One use for Belief Networks is modeling risk. Different risk factors may be identified and probabilities may be estimated from experience or from judgment. A new situation that is presented may have known attributes and unknown attributes. Regardless, probabilities of outcomes may be computed.

Belief Network Operations

Belief Networks are defined from models that are elicited from experts or automatically inferred. The inference of network structure is a difficult and interesting area for research and will not be discussed further here. Modeling involves the specification of the relevant variables (generally including both observable and hidden variables), the dependencies between the variables, and the component probabilities for the model.

After a model has been specified it is compiled into a structure more amenable to computation. The graph that encodes the conditional independence relationships constructed by an expert is transformed into an equivalent graph. This involves recasting a directed graph (or a graph with both directed and undirected edges) into an entirely undirected graph. Then edges are added to this graph creating cliques that will enable the joint density of the entire graph to be transformed into a product of factors.

The inference process for a particular situation essentially binds a subset of the variables in the graph and uses the compiled graph to calculate the remainder of the variables through an local update algorithm. I recommend the book by Cowell, et al. as a very complete introduction to Belief Network ideas and algorithms and the book by Pearl as an excellent introduction to Probabilistic Logic.

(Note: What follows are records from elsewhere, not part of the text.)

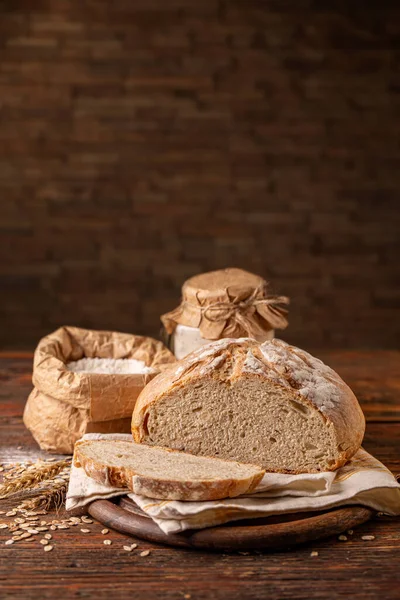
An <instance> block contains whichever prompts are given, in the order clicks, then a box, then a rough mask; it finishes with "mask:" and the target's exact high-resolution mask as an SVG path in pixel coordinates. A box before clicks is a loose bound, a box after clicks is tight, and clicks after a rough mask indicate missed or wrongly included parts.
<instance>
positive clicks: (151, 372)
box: [67, 358, 155, 375]
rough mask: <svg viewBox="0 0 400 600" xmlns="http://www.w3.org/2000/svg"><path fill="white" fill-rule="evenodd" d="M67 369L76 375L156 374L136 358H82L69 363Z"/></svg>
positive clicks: (125, 374) (122, 374)
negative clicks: (78, 359)
mask: <svg viewBox="0 0 400 600" xmlns="http://www.w3.org/2000/svg"><path fill="white" fill-rule="evenodd" d="M67 369H68V370H69V371H73V372H74V373H113V374H114V373H119V374H121V375H127V374H132V373H154V371H155V369H153V368H152V367H146V364H145V363H144V362H143V361H142V360H136V359H134V358H81V359H80V360H74V361H72V362H69V363H67Z"/></svg>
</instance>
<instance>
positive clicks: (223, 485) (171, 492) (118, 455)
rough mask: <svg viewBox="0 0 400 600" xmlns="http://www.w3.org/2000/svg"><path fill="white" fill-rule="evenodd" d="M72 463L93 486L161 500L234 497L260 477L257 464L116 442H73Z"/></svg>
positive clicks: (131, 442) (97, 440)
mask: <svg viewBox="0 0 400 600" xmlns="http://www.w3.org/2000/svg"><path fill="white" fill-rule="evenodd" d="M74 464H75V466H77V467H83V469H84V470H85V472H86V474H87V475H89V477H92V478H93V479H95V480H96V481H97V482H98V483H103V484H105V485H112V486H114V487H122V488H124V487H126V488H128V489H129V490H131V491H132V492H135V494H141V495H142V496H148V497H149V498H158V499H161V500H192V501H199V500H218V499H220V498H234V497H236V496H240V495H241V494H245V493H249V492H252V491H253V490H254V488H255V487H256V486H257V485H258V483H259V482H260V481H261V479H262V477H263V475H264V472H265V471H263V470H262V469H261V468H260V467H258V466H256V465H241V464H239V463H237V462H233V461H225V460H221V459H215V458H204V457H201V456H192V455H191V454H185V453H183V452H176V451H174V450H169V449H168V448H158V447H152V446H146V445H145V444H135V442H124V441H120V440H113V441H112V440H93V441H86V442H78V443H77V444H76V445H75V453H74Z"/></svg>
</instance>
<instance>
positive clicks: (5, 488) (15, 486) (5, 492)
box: [0, 459, 71, 500]
mask: <svg viewBox="0 0 400 600" xmlns="http://www.w3.org/2000/svg"><path fill="white" fill-rule="evenodd" d="M70 465H71V459H64V460H60V461H58V462H54V463H44V464H43V463H39V464H38V465H37V466H36V465H35V466H34V468H32V469H31V470H28V471H26V472H25V473H23V474H22V475H21V476H17V477H15V478H13V479H11V480H10V481H7V483H5V484H3V485H2V486H1V487H0V500H3V499H5V498H8V497H9V496H12V495H14V494H18V493H20V492H23V491H25V490H30V489H32V488H35V487H37V485H38V484H39V483H41V482H42V481H48V480H51V479H53V478H54V477H55V476H56V475H58V474H59V473H60V472H61V471H62V470H63V469H66V468H67V467H69V466H70Z"/></svg>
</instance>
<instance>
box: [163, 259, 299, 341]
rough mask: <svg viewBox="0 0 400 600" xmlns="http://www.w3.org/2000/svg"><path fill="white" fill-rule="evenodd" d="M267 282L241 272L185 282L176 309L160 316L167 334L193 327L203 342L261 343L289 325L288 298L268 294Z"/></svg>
mask: <svg viewBox="0 0 400 600" xmlns="http://www.w3.org/2000/svg"><path fill="white" fill-rule="evenodd" d="M267 290H268V284H267V282H266V281H265V280H264V279H262V278H261V277H259V276H258V275H253V274H252V273H248V272H247V271H243V270H242V269H236V268H231V269H222V270H219V271H211V272H210V273H203V274H201V275H196V276H194V277H192V278H191V279H188V280H187V281H186V282H185V284H184V285H183V287H182V300H181V303H180V305H179V306H178V307H176V308H175V309H174V310H172V311H170V312H168V313H165V314H164V315H162V316H161V321H162V323H163V325H164V328H165V330H166V332H167V333H169V334H172V333H173V332H174V330H175V327H176V326H177V325H185V326H187V327H193V328H196V329H198V330H199V331H200V335H201V337H202V338H203V339H205V340H218V339H220V338H222V337H224V338H227V337H232V338H236V337H244V336H246V337H253V338H259V339H263V338H265V337H268V335H269V334H270V332H271V331H272V330H274V329H285V327H287V325H288V321H287V314H288V311H287V309H286V308H285V305H288V304H289V298H288V297H287V296H273V295H269V294H268V291H267Z"/></svg>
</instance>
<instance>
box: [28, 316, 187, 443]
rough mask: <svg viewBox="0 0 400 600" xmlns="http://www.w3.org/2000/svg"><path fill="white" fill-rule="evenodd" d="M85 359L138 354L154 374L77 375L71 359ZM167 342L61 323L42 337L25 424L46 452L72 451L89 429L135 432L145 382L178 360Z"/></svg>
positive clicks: (37, 442)
mask: <svg viewBox="0 0 400 600" xmlns="http://www.w3.org/2000/svg"><path fill="white" fill-rule="evenodd" d="M83 357H90V358H93V357H98V358H116V359H117V358H134V359H136V360H141V361H143V362H144V363H145V364H146V366H148V367H152V368H153V369H154V372H152V373H145V374H144V373H132V374H129V375H127V374H110V373H74V372H72V371H69V370H68V369H67V367H66V363H68V362H70V361H76V360H79V359H81V358H83ZM175 360H176V359H175V357H174V356H173V354H172V353H171V352H170V351H169V350H168V349H167V348H166V347H165V346H164V344H163V343H162V342H159V341H157V340H154V339H152V338H149V337H143V336H138V335H131V334H127V333H119V332H115V331H93V330H89V329H81V328H78V327H61V328H60V329H57V331H54V332H53V333H51V334H50V335H47V336H46V337H44V338H43V339H41V340H40V342H39V344H38V346H37V348H36V351H35V355H34V361H33V377H32V380H33V384H34V386H35V387H34V389H33V391H32V393H31V394H30V396H29V398H28V401H27V403H26V406H25V411H24V423H25V426H26V427H27V428H28V429H29V430H30V431H31V433H32V435H33V437H34V438H35V440H36V441H37V443H38V444H39V446H40V447H41V448H42V449H43V450H47V451H49V452H59V453H65V454H72V452H73V449H74V444H75V442H76V440H78V439H79V438H81V437H82V435H84V434H85V433H87V432H103V433H111V432H126V433H127V432H129V431H130V423H131V417H132V412H133V408H134V406H135V403H136V399H137V397H138V396H139V394H140V392H141V391H142V389H143V388H144V386H145V385H146V384H147V383H148V382H149V381H150V380H151V379H153V378H154V377H155V376H156V375H157V374H158V373H159V372H160V371H161V370H162V369H163V368H165V367H166V366H168V365H169V364H171V363H173V362H175Z"/></svg>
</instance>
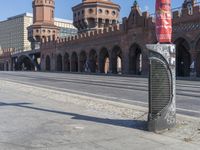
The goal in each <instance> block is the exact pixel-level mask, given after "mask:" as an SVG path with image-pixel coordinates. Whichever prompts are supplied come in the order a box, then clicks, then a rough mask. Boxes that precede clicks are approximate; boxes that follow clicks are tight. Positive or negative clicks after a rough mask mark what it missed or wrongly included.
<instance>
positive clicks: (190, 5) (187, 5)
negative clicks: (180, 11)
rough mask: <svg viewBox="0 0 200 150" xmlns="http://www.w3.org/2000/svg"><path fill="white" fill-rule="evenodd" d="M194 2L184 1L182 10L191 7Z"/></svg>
mask: <svg viewBox="0 0 200 150" xmlns="http://www.w3.org/2000/svg"><path fill="white" fill-rule="evenodd" d="M196 2H197V1H196V0H184V3H183V8H189V7H193V6H194V5H195V3H196Z"/></svg>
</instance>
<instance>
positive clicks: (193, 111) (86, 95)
mask: <svg viewBox="0 0 200 150" xmlns="http://www.w3.org/2000/svg"><path fill="white" fill-rule="evenodd" d="M4 80H5V79H4ZM6 80H7V81H11V82H15V83H16V82H17V81H15V80H12V79H8V78H7V79H6ZM17 83H19V84H20V83H21V84H28V85H29V86H36V87H37V86H39V87H40V88H47V89H51V90H58V91H60V90H61V91H67V92H72V93H76V94H79V95H80V94H84V95H86V96H95V97H97V98H103V99H105V100H109V99H110V100H118V102H121V103H123V101H127V102H129V103H128V104H130V103H138V104H141V105H148V103H147V102H141V101H137V100H130V99H119V98H117V97H112V96H102V95H98V94H93V93H88V92H80V91H79V92H77V91H75V90H70V89H63V88H58V87H53V88H52V87H51V86H47V85H43V86H41V85H39V84H35V83H31V84H29V83H27V82H21V81H20V82H17ZM126 104H127V103H126ZM130 105H131V104H130ZM141 107H144V106H141ZM144 108H146V107H144ZM176 110H179V111H184V112H189V113H198V114H200V111H196V110H188V109H184V108H179V107H177V108H176Z"/></svg>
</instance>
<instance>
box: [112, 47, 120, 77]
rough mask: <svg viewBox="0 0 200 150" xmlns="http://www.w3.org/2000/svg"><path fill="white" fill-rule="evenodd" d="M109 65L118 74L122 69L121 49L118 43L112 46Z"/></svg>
mask: <svg viewBox="0 0 200 150" xmlns="http://www.w3.org/2000/svg"><path fill="white" fill-rule="evenodd" d="M111 67H112V73H114V74H119V73H121V71H122V50H121V48H120V47H119V46H118V45H116V46H114V47H113V48H112V52H111Z"/></svg>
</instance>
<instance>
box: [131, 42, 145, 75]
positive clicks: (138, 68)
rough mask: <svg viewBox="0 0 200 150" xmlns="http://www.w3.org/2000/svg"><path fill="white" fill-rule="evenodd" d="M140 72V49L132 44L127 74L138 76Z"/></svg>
mask: <svg viewBox="0 0 200 150" xmlns="http://www.w3.org/2000/svg"><path fill="white" fill-rule="evenodd" d="M141 72H142V48H141V46H140V45H139V44H137V43H133V44H132V45H131V46H130V48H129V73H130V74H136V75H140V74H141Z"/></svg>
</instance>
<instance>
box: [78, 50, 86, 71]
mask: <svg viewBox="0 0 200 150" xmlns="http://www.w3.org/2000/svg"><path fill="white" fill-rule="evenodd" d="M86 61H87V55H86V52H85V51H84V50H83V51H81V52H80V55H79V69H80V72H84V71H86V70H85V69H86Z"/></svg>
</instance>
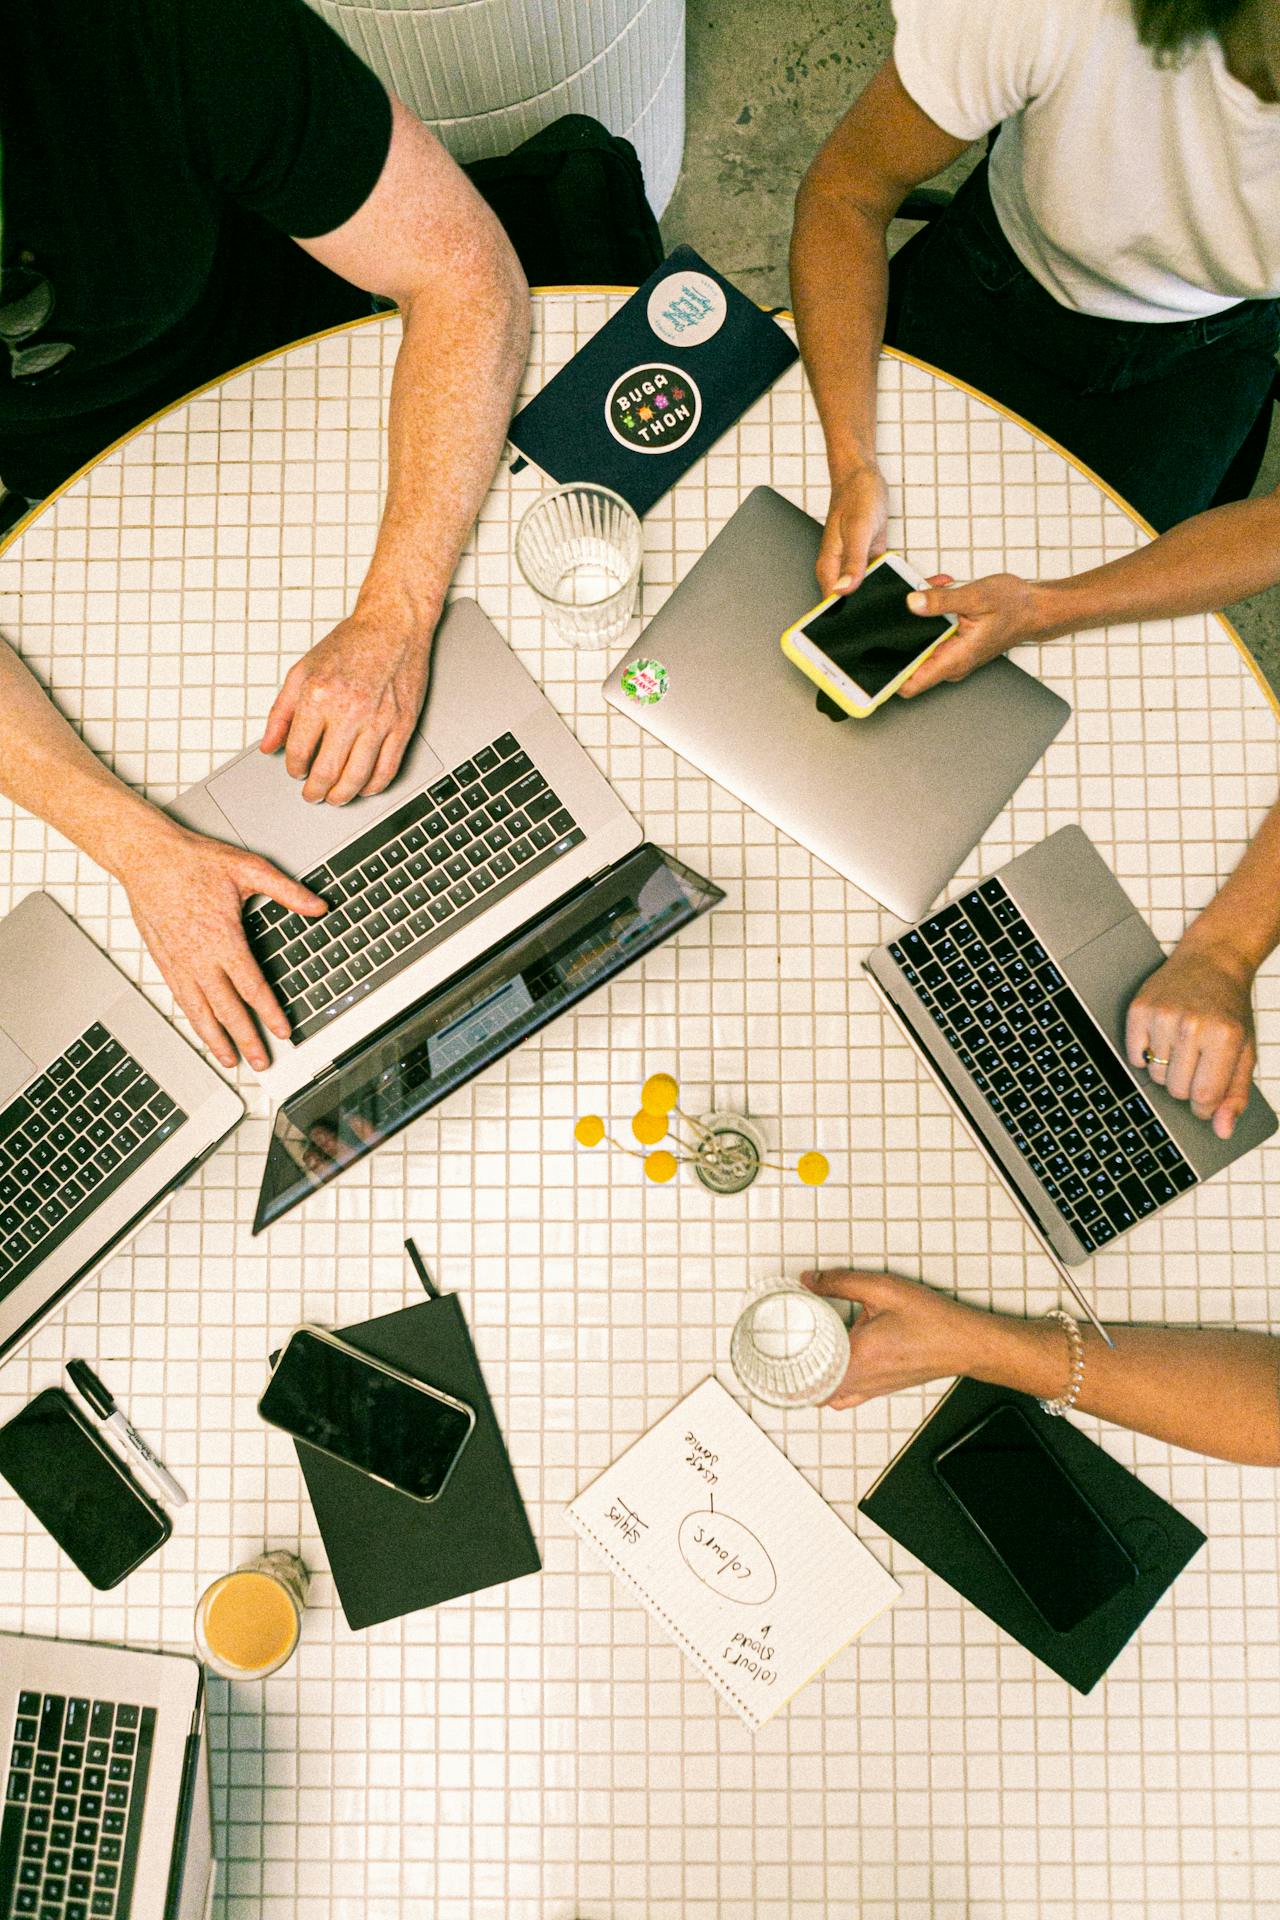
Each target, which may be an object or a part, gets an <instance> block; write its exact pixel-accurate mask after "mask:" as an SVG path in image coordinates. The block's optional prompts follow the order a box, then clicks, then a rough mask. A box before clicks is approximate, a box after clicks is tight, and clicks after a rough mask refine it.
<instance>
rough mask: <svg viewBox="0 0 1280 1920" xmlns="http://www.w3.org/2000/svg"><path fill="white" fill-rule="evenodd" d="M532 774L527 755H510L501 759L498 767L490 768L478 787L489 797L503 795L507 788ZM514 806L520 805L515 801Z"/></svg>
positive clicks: (530, 761) (531, 768)
mask: <svg viewBox="0 0 1280 1920" xmlns="http://www.w3.org/2000/svg"><path fill="white" fill-rule="evenodd" d="M532 772H533V762H532V760H530V756H528V753H512V755H509V756H507V758H503V762H501V764H499V766H495V768H491V770H489V772H487V774H486V776H484V780H482V781H480V785H482V787H484V791H486V793H489V795H493V793H505V791H507V787H512V785H514V783H516V781H518V780H524V776H526V774H532ZM539 785H541V776H539ZM516 804H520V803H518V801H516Z"/></svg>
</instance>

Bayesian Network References

Cowell, R. G., Dawid, A. P., Lauritzen, S. L. and Spiegelhalter, D. J.. "Probabilistic Networks and Expert Systems". Springer-Verlag. 1999.

Heckerman, David, "A Tutorial on Learning with Bayesian Networks," Technical Report MSR-TR-95-06, Microsoft Research, 1995.

Jensen, F. V. "Bayesian Networks and Decision Graphs". Springer. 2001.

Jordan, M. I. (ed). "Learning in Graphical Models". MIT Press. 1998.

Pearl, Judea, Probabilistic Reasoning in Intelligent Systems: Networks of Plausible Inference, Morgan Kaufmann, San Mateo, CA, 1988.

Other unsupervised learning techniques

If a dataset has been generated by a process that has an underlying distribution corresponding to a mixture of component densities and if those component densities are described by a set of unknown parameters, then those parameters can be estimated from the data using Bayesian or maximum-likelihood techniques.